Frank D’Amico’s son Chris comes up with a devious plan to catch Kick-Ass: pose as a new superhero, Red Mist, and gain Kick-Ass’s trust before stabbing him in the back. The first setup doesn’t work, because Big Daddy gets there first, murders everybody, and burns the place down, but the second time the mobsters manage to shoot Hitgirl and capture Big Daddy and Kick-Ass.
Some of the most amazingly-choreographed action scenes I’ve ever watched ensue. The first half of this movie is kind of fun and at times great, but this is the point where shit gets real. I don’t want to give too much away, but suffice to say that Hitgirl and Kick-Ass resolve things in one of the most awesome ways possible.
Now, as for the accusations of gratuitous violence, I have to say they’re justified. The amount of violence is comparable to, say, District 9. However, much of D9’s violence was squirm-inducing and painful to watch (which suited the movie’s serious tone). Kick-Ass has violence that’s so over-the-top it starts to be funny. Think Team Fortress 2. There’s only really one scene where the violence is a bit disturbing–the scene where the mobsters torture Kick-Ass and Big Daddy. The language is also, shall we say, strong.
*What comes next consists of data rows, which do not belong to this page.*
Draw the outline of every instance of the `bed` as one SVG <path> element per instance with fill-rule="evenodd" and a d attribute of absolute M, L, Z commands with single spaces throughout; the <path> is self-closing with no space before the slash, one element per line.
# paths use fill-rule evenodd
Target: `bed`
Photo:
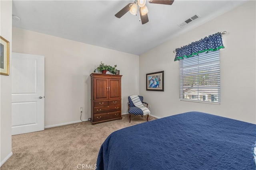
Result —
<path fill-rule="evenodd" d="M 198 112 L 115 131 L 98 170 L 255 170 L 256 125 Z"/>

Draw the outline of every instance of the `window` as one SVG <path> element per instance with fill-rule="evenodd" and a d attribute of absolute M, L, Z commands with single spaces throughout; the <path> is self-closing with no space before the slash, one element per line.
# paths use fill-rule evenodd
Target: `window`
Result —
<path fill-rule="evenodd" d="M 220 104 L 219 50 L 179 62 L 180 100 Z"/>

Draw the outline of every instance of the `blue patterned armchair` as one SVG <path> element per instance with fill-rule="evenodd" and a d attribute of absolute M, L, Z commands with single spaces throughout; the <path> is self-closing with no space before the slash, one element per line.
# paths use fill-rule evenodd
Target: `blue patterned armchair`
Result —
<path fill-rule="evenodd" d="M 144 115 L 144 113 L 143 113 L 143 111 L 141 109 L 141 108 L 139 108 L 136 107 L 134 104 L 132 99 L 131 98 L 131 96 L 130 96 L 128 97 L 128 113 L 129 113 L 129 117 L 130 118 L 130 121 L 129 123 L 131 122 L 131 115 L 132 114 L 134 115 L 141 115 L 141 117 L 143 117 L 143 115 Z M 141 102 L 142 103 L 146 105 L 146 107 L 148 107 L 148 104 L 146 102 L 143 102 L 143 96 L 138 96 L 140 100 L 140 102 Z M 146 107 L 144 106 L 144 107 L 146 108 Z M 150 111 L 148 110 L 149 113 L 147 114 L 147 121 L 148 121 L 148 116 L 149 114 L 150 114 Z"/>

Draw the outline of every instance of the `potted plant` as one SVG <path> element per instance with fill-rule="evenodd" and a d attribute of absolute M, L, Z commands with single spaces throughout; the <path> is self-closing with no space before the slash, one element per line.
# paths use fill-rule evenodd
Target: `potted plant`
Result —
<path fill-rule="evenodd" d="M 114 66 L 110 66 L 109 65 L 105 64 L 102 63 L 102 62 L 100 62 L 100 64 L 99 66 L 97 68 L 98 71 L 101 71 L 103 74 L 105 74 L 107 71 L 109 71 L 110 72 L 114 74 L 116 72 L 117 69 L 116 68 L 116 65 L 114 65 Z"/>

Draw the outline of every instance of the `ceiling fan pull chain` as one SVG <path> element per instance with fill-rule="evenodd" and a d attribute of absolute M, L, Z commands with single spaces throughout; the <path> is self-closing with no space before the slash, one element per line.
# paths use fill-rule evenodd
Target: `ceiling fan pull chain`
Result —
<path fill-rule="evenodd" d="M 140 18 L 140 8 L 139 8 L 139 14 L 140 14 L 139 15 L 139 22 L 140 22 L 141 20 L 141 18 Z"/>

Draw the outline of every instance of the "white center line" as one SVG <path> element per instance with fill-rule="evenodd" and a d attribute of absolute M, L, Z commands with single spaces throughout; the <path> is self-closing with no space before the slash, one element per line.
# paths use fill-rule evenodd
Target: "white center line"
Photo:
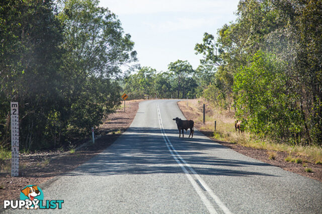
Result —
<path fill-rule="evenodd" d="M 156 108 L 157 110 L 158 117 L 159 119 L 160 130 L 161 131 L 162 136 L 164 138 L 164 140 L 165 140 L 165 142 L 166 142 L 166 144 L 167 145 L 167 147 L 168 147 L 168 149 L 170 151 L 171 155 L 175 159 L 176 161 L 177 161 L 178 164 L 181 167 L 181 168 L 185 172 L 185 174 L 192 184 L 192 186 L 195 188 L 195 190 L 201 198 L 202 202 L 203 202 L 204 204 L 206 205 L 206 207 L 208 208 L 208 210 L 210 213 L 217 213 L 215 209 L 211 204 L 211 202 L 207 198 L 207 197 L 203 193 L 202 189 L 200 188 L 197 182 L 196 182 L 196 180 L 197 180 L 198 183 L 201 184 L 201 185 L 206 190 L 207 192 L 208 192 L 210 196 L 214 199 L 218 206 L 220 207 L 220 208 L 225 213 L 231 213 L 231 212 L 229 211 L 228 208 L 227 208 L 227 207 L 221 201 L 217 195 L 216 195 L 214 192 L 211 190 L 211 189 L 210 189 L 208 185 L 207 185 L 206 182 L 201 178 L 199 175 L 198 175 L 197 172 L 196 172 L 196 171 L 193 169 L 191 166 L 189 164 L 187 163 L 187 162 L 186 162 L 186 161 L 180 156 L 180 155 L 179 154 L 176 149 L 175 149 L 172 144 L 171 143 L 171 142 L 170 141 L 170 140 L 169 139 L 169 138 L 167 136 L 167 134 L 166 134 L 166 132 L 165 132 L 163 124 L 162 123 L 162 119 L 161 119 L 160 109 L 158 104 L 156 104 Z M 181 163 L 182 162 L 183 163 L 183 164 Z M 192 178 L 192 177 L 190 175 L 190 174 L 191 173 L 188 171 L 186 167 L 189 169 L 191 173 L 196 177 L 196 180 L 195 180 L 195 179 Z"/>

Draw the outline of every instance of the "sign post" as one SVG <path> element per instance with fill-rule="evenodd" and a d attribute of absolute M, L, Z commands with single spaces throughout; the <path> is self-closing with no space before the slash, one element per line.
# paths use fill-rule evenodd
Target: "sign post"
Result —
<path fill-rule="evenodd" d="M 95 136 L 94 136 L 94 128 L 92 127 L 92 138 L 93 144 L 95 143 Z"/>
<path fill-rule="evenodd" d="M 19 175 L 19 118 L 18 102 L 11 102 L 11 176 Z"/>
<path fill-rule="evenodd" d="M 129 96 L 127 95 L 125 93 L 123 93 L 122 95 L 122 98 L 124 100 L 124 112 L 125 112 L 125 99 L 127 99 Z"/>

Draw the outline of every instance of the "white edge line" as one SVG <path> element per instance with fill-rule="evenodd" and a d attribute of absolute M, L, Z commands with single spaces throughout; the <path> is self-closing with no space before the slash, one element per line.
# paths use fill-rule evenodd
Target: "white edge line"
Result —
<path fill-rule="evenodd" d="M 169 143 L 167 142 L 167 139 L 166 139 L 166 138 L 167 137 L 167 135 L 166 135 L 166 133 L 164 132 L 163 125 L 162 124 L 162 121 L 161 117 L 160 115 L 160 112 L 159 112 L 158 105 L 157 104 L 156 106 L 157 106 L 157 109 L 158 111 L 158 116 L 159 117 L 159 125 L 160 125 L 160 130 L 162 134 L 162 137 L 163 137 L 163 139 L 165 140 L 165 142 L 166 142 L 166 145 L 168 147 L 168 149 L 169 150 L 169 151 L 171 153 L 171 155 L 172 155 L 173 158 L 175 159 L 176 161 L 177 161 L 177 163 L 178 163 L 178 165 L 180 166 L 180 167 L 183 170 L 184 172 L 188 177 L 188 180 L 189 180 L 189 181 L 190 181 L 190 183 L 192 185 L 192 186 L 194 187 L 194 188 L 195 189 L 195 190 L 196 190 L 198 194 L 200 197 L 201 200 L 202 201 L 203 203 L 205 204 L 205 205 L 209 210 L 209 212 L 211 213 L 217 213 L 217 212 L 216 211 L 216 209 L 212 206 L 210 201 L 209 201 L 209 200 L 207 198 L 207 197 L 206 197 L 206 196 L 203 193 L 203 192 L 202 192 L 202 190 L 200 188 L 200 187 L 199 187 L 199 186 L 198 186 L 198 184 L 197 183 L 196 181 L 195 181 L 195 180 L 194 180 L 194 179 L 192 178 L 192 177 L 191 176 L 189 172 L 188 171 L 187 169 L 186 169 L 186 167 L 185 167 L 185 166 L 180 162 L 180 161 L 178 160 L 178 159 L 176 157 L 176 155 L 175 154 L 174 154 L 173 152 L 171 150 L 171 149 L 170 149 L 170 147 L 169 145 Z"/>
<path fill-rule="evenodd" d="M 211 196 L 211 197 L 215 200 L 215 201 L 216 202 L 216 203 L 217 203 L 217 204 L 220 207 L 220 208 L 222 210 L 222 211 L 223 211 L 223 212 L 225 213 L 226 213 L 226 214 L 231 213 L 231 212 L 229 210 L 229 209 L 225 205 L 225 204 L 222 202 L 222 201 L 221 201 L 221 200 L 219 199 L 219 198 L 214 193 L 214 192 L 209 187 L 209 186 L 207 184 L 207 183 L 203 180 L 203 179 L 202 179 L 202 178 L 201 178 L 201 177 L 199 176 L 199 175 L 198 175 L 197 173 L 197 172 L 196 172 L 196 171 L 193 169 L 193 168 L 192 167 L 192 166 L 189 164 L 187 163 L 187 162 L 186 162 L 186 161 L 180 156 L 180 155 L 179 154 L 178 152 L 177 152 L 177 151 L 175 149 L 175 148 L 173 147 L 172 144 L 171 143 L 171 142 L 170 141 L 170 140 L 169 139 L 169 138 L 168 137 L 168 136 L 166 134 L 166 133 L 164 131 L 164 127 L 163 124 L 162 123 L 162 119 L 161 119 L 160 110 L 159 110 L 159 106 L 158 106 L 158 104 L 157 104 L 157 111 L 158 111 L 158 117 L 159 117 L 159 123 L 160 124 L 160 129 L 162 130 L 162 134 L 163 134 L 163 137 L 164 139 L 165 139 L 165 138 L 166 138 L 166 139 L 165 139 L 165 141 L 166 141 L 166 143 L 167 143 L 167 146 L 168 147 L 168 149 L 169 150 L 170 152 L 173 155 L 174 158 L 175 158 L 175 159 L 176 159 L 176 160 L 177 161 L 178 159 L 177 158 L 177 157 L 178 157 L 182 161 L 182 162 L 184 163 L 185 166 L 188 167 L 189 168 L 189 169 L 190 170 L 190 171 L 194 175 L 195 175 L 195 176 L 196 176 L 197 179 L 198 180 L 198 181 L 200 182 L 201 185 L 202 185 L 202 186 L 203 186 L 203 187 L 205 188 L 205 189 L 206 189 L 206 191 L 207 191 L 207 192 Z M 169 147 L 169 146 L 168 146 L 168 143 L 169 143 L 170 144 L 170 146 L 172 148 L 172 150 L 171 149 L 170 149 L 170 148 Z M 173 154 L 172 151 L 173 151 L 176 153 L 176 155 L 174 155 Z M 177 157 L 176 157 L 176 156 L 175 156 L 175 155 L 176 155 Z M 178 162 L 178 164 L 179 165 L 182 165 L 181 164 L 181 163 L 180 162 L 180 161 L 178 160 L 177 162 Z M 183 166 L 183 167 L 184 167 L 185 166 Z M 186 169 L 185 168 L 185 170 L 186 171 L 187 171 L 187 170 L 186 170 Z M 185 171 L 185 170 L 184 170 L 184 171 Z M 187 173 L 189 173 L 188 172 L 187 172 Z M 190 175 L 190 174 L 189 174 L 189 175 Z"/>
Don’t bring the kids along unless you want them to call each other greedy cocksuckers all the way home. I extend the same warning toward this that I did toward D9: don’t bring young children to it or I’ll personally hunt you down and kill you. On the other hand, anyone 13 and up who’s reasonably mature should be able to handle it. In my neck of the woods it’s rated 18A, which means 14-17 year-olds have to be accompanied by an adult, and anyone 13 and under isn’t allowed in. I think that’s fair.
In all, Kick-Ass was a funny, exciting, and technically astounding movie well worth the price of admission. I haven’t heard good things about Wanted, but Mark Millar has gone up a few notches in my esteem.
The trailers before this movie were The Losers (again), Macgruber, Killers, The Expendables, and Scott Pilgrim vs. The World. Killers looked like a standard horrifically bad Ashton Kutcher comedy, and The Expendables looked boring. I don’t care that it stars several classic action heroes. If the trailer for a movie like that can’t hold my interest, I can’t imagine the movie itself being any good. Scott Pilgrim is the latest Michael Cera shitfest. I hate that guy.
Macgruber is a difficult case. The trailer was split 50/50 between genuinely funny bits and awful shock comedy, and I’m not sure which will be predominant in the actual movie. This is one I’m tentatively looking out for, but if it comes out and the overwhelming conclusion is that it’s terrible, then I’m not going.
I also saw some promotional interviews for Gunless and The Trotsky, both Canadian movies. Gunlessis a Western comedy starring Paul Gross, and The Trotsky is about a movie about a kid who thinks he’s the reincarnation of Leon Trotsky. Both of them are worth a second look, but I need to see more to know for sure if they’re good or not.